Shocking, isn’t it? All those drunken messages you’ve sent, all those weird messages you’d rather forget sending your exes…you thought deleting them erased them from existence? Twitter laughs at your naivete.
The guys over at TechCrunch have found out that there are actually ways to exploit Twitter’s API to retrieve deleted Direct Messages, even when both the sender and recipient have deleted the message. Yep, you read that right.
On top of that, it seems that they’re also able to access DMs from suspended or deactivated accounts.
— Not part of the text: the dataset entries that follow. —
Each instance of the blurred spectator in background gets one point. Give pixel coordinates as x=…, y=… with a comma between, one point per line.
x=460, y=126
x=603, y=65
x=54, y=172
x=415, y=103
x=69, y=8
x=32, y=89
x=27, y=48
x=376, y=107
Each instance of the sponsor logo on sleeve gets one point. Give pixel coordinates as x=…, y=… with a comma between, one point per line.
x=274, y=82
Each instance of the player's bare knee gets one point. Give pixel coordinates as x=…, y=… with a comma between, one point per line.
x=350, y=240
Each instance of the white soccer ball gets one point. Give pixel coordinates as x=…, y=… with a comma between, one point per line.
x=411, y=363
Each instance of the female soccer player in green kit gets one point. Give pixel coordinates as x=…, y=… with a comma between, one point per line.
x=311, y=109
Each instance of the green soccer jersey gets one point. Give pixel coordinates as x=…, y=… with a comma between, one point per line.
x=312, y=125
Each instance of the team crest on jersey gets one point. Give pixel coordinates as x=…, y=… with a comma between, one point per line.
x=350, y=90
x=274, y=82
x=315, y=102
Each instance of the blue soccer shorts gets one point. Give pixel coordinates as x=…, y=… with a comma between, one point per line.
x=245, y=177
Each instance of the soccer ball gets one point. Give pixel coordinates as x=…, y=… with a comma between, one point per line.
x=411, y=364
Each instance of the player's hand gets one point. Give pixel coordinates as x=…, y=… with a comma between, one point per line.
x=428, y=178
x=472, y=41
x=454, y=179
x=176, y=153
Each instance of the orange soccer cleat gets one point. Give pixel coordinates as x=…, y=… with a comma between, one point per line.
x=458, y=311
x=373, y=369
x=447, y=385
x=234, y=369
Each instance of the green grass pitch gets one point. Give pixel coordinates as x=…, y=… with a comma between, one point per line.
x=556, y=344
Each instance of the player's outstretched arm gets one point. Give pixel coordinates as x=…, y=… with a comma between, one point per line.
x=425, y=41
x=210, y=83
The flaw, first discovered by security researcher Karan Saini, seems to have gone unfixed for quite a while now.
TechCrunch have been fiddling around with the exploit and they’ve discovered they were able to recover messages sent years ago, long thought to have been deleted and banished into the ether. That’s an incredibly long time to keep deleted messages.
Put aside the absurdity of this for a moment and think of the privacy implications. With nothing you delete ever really gone, anybody with the right tools and access can potentially gather incriminating details and use them for their own nefarious purposes.
So the next time you want to send a DM to somebody, think long and hard on the content and whether you REALLY want to send it. Deleting it might not be as easy as you think, especially when you think it’s already been deleted in the first place.